Done right, M&A is one of the most powerful but underused tools in Hard Tech.
Four Situations Where M&A Makes Sense
1. Time-to‑capability matters more than theoretical elegance
Government programs don’t wait. Strategic buyers don’t wait. If a sensor, subsystem, or team lets you ship faster or qualify for a contract, you acquire it and go. The “we’ll build it in 18 months” mindset can kill (customer) momentum. Sometimes you need to close the gap in 6 weeks, not 6 quarters.
2. The ecosystem is fragmented and acquirable
The Hard Tech landscape is full of niche, subscale companies:
A 5-person team with deep RF expertise
A boutique shop building propulsion systems
A legacy DoD supplier stuck without a modern GTM strategy
These are not VC‑scale businesses on their own, but they’re perfect puzzle pieces for a focused startup with customer pull.
3. Customers want breadth before you’re ready
Winning major contracts often requires capabilities outside your initial wedge. That’s fine. M&A, led by the right team and done at the right time, can help you level up faster than your roadmap alone would allow. It can help you move quickly from:
Autonomy → Full platform integration
Sensor → Data fusion and analytics
Device → End-to-end workflow
Household Names Demonstrate What the New Playbook Looks Like in Practice
Anduril has aggressively expanded its autonomous systems portfolio through M&A, deploying acquisitions as capability accelerants:
In September 2021, it purchased Copious Imaging, the MIT Lincoln Lab spin‑off known for passive wide‑area infrared sensing (WISP), further strengthening Anduril’s force protection sensor suite .
In February 2022, Anduril acquired Dive Technologies, gaining field‑proven large displacement autonomous underwater vehicles (DIVE‑LD) for undersea sensing and ISR missions.
In September 2023, Anduril added Blue Force Technologies, the company behind the “Fury” Group 5 unmanned fighter‑class aircraft, expanding into high-performance aerial platforms.

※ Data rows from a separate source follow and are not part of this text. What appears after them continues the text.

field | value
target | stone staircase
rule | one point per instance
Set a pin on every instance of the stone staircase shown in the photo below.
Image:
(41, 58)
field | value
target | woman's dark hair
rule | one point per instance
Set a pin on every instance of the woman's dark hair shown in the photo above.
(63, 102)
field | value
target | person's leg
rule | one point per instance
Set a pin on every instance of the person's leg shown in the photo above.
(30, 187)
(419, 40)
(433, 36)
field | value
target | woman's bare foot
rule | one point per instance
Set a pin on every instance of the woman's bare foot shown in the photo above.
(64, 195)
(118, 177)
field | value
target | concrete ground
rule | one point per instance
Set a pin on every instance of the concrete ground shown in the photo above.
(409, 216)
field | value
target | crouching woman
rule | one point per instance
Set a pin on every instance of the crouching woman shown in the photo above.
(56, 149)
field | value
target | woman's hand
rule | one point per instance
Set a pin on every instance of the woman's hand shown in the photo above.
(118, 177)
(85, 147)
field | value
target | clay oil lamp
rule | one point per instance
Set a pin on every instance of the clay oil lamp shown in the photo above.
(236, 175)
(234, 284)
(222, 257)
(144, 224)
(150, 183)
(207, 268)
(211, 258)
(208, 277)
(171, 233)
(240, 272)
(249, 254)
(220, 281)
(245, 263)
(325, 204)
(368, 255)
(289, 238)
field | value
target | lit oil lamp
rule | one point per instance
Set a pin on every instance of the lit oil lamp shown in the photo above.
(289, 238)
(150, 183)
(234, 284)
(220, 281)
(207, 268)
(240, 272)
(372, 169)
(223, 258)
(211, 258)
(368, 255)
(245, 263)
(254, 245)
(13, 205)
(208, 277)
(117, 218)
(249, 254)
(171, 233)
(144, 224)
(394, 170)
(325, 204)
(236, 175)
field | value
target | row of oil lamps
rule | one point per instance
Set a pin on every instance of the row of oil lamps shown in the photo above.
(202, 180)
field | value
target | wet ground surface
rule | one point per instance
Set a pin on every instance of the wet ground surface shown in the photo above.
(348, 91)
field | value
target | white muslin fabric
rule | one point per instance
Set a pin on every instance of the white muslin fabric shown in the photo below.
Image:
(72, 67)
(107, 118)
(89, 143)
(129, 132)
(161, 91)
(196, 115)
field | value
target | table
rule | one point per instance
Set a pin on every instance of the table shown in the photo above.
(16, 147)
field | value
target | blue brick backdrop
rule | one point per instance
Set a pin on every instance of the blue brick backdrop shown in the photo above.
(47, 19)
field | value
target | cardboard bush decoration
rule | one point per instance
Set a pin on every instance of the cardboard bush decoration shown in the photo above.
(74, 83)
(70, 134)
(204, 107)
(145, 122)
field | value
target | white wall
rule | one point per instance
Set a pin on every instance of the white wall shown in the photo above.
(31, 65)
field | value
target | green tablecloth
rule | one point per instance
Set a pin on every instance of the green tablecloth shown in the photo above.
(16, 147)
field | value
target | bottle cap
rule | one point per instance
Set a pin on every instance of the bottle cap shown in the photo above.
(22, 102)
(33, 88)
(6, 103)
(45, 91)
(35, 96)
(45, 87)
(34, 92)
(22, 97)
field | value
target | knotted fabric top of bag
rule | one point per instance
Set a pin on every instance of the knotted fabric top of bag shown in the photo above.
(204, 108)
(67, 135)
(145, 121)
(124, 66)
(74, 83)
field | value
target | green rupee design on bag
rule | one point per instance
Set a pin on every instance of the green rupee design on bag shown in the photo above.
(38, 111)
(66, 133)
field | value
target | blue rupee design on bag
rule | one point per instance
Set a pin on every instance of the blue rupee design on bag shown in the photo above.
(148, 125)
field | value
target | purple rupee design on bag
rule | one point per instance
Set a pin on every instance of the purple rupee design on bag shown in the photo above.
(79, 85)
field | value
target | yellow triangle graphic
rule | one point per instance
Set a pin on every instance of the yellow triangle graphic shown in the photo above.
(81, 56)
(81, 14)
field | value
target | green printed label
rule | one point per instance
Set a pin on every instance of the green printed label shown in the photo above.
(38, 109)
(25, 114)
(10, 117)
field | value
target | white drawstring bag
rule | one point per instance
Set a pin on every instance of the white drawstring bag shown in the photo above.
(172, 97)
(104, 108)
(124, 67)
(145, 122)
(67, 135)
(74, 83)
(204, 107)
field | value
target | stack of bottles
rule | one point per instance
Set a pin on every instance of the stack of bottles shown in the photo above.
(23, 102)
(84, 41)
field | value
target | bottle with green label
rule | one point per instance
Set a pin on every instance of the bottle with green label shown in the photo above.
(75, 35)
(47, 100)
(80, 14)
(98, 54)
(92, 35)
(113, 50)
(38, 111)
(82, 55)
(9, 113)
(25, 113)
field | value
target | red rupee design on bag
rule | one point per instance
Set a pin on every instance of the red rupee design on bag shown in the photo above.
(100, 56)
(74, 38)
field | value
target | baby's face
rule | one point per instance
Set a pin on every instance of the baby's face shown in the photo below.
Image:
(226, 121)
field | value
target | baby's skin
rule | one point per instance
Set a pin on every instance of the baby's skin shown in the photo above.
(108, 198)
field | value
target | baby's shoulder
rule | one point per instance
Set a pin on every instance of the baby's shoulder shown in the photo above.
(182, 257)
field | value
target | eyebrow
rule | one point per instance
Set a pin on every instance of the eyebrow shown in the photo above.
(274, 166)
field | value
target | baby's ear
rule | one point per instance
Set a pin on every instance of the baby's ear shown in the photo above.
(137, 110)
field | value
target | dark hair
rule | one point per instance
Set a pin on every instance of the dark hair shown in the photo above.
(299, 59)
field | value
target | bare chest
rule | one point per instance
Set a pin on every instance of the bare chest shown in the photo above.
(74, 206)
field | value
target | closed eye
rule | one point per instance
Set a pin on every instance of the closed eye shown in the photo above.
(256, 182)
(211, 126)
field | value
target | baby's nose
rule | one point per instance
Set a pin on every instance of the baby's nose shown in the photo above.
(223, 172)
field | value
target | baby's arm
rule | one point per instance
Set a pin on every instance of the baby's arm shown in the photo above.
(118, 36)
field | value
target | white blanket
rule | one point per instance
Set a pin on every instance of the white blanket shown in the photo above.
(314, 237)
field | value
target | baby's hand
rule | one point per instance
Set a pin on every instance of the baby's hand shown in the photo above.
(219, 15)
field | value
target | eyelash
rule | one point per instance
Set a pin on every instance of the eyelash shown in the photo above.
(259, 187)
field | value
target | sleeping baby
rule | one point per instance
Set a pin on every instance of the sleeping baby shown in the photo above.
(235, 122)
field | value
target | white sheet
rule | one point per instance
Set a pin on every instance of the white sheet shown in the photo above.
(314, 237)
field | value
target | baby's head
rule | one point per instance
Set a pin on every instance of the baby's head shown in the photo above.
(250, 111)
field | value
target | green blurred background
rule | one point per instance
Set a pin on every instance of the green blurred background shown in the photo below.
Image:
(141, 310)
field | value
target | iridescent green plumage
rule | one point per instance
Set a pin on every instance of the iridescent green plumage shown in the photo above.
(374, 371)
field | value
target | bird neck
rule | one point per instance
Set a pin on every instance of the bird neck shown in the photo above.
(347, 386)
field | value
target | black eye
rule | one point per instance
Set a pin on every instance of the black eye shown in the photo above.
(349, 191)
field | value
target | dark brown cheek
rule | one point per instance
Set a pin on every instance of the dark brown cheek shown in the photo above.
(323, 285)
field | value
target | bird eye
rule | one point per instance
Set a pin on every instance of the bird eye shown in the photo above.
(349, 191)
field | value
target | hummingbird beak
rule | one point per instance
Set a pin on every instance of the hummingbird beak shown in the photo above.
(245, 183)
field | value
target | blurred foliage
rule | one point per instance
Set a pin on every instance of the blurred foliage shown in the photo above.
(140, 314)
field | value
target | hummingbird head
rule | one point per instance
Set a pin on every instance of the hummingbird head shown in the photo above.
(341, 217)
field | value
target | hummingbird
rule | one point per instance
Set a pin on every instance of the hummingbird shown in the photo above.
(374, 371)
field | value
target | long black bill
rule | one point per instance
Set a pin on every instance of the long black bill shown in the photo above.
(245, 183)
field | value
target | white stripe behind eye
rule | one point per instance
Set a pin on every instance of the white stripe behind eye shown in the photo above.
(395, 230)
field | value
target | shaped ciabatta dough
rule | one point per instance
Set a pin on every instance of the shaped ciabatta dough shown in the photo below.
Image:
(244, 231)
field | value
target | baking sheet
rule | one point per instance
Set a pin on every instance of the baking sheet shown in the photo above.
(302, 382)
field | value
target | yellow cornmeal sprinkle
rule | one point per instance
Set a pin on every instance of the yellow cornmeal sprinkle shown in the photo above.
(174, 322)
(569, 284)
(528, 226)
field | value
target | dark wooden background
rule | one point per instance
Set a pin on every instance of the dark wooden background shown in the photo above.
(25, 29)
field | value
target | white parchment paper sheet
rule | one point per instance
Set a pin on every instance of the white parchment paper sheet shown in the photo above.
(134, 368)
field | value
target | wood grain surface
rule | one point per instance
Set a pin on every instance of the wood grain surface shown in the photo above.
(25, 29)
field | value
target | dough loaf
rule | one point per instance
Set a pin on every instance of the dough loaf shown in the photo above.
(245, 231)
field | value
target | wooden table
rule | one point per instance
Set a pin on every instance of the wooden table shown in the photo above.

Each acquisition gave Anduril proven hardware or domain expertise, unlocking full-spectrum integration across air, sea, and land.
Saronic is using M&A as a fast path to scale maritime autonomy:
In April 2025, Saronic acquired Gulf Craft, a Louisiana-based shipbuilder, securing a 100-acre shipyard to prototype and manufacture its next-generation medium USVs like the Marauder MUSV.
That acquisition turned a capability gap into a strategic advantage, enabling near-term delivery on Navy demand and building out industrial-scale vessel production.
Why Not Just Use Private Equity?
In short, Hard Tech startups generally aren’t ready for PE in the early days.
Early-stage Hard Tech = invention, ambiguity, and technical uncertainty. That’s not PE’s sweet spot. Venture capital is the right early capital source if:
You're funding invention, not optimization.
You need room to explore a wedge, not drive EBITDA.
The upside is unbounded if the wedge becomes a platform.
Founders are domain-native technologists, not operators-for-hire.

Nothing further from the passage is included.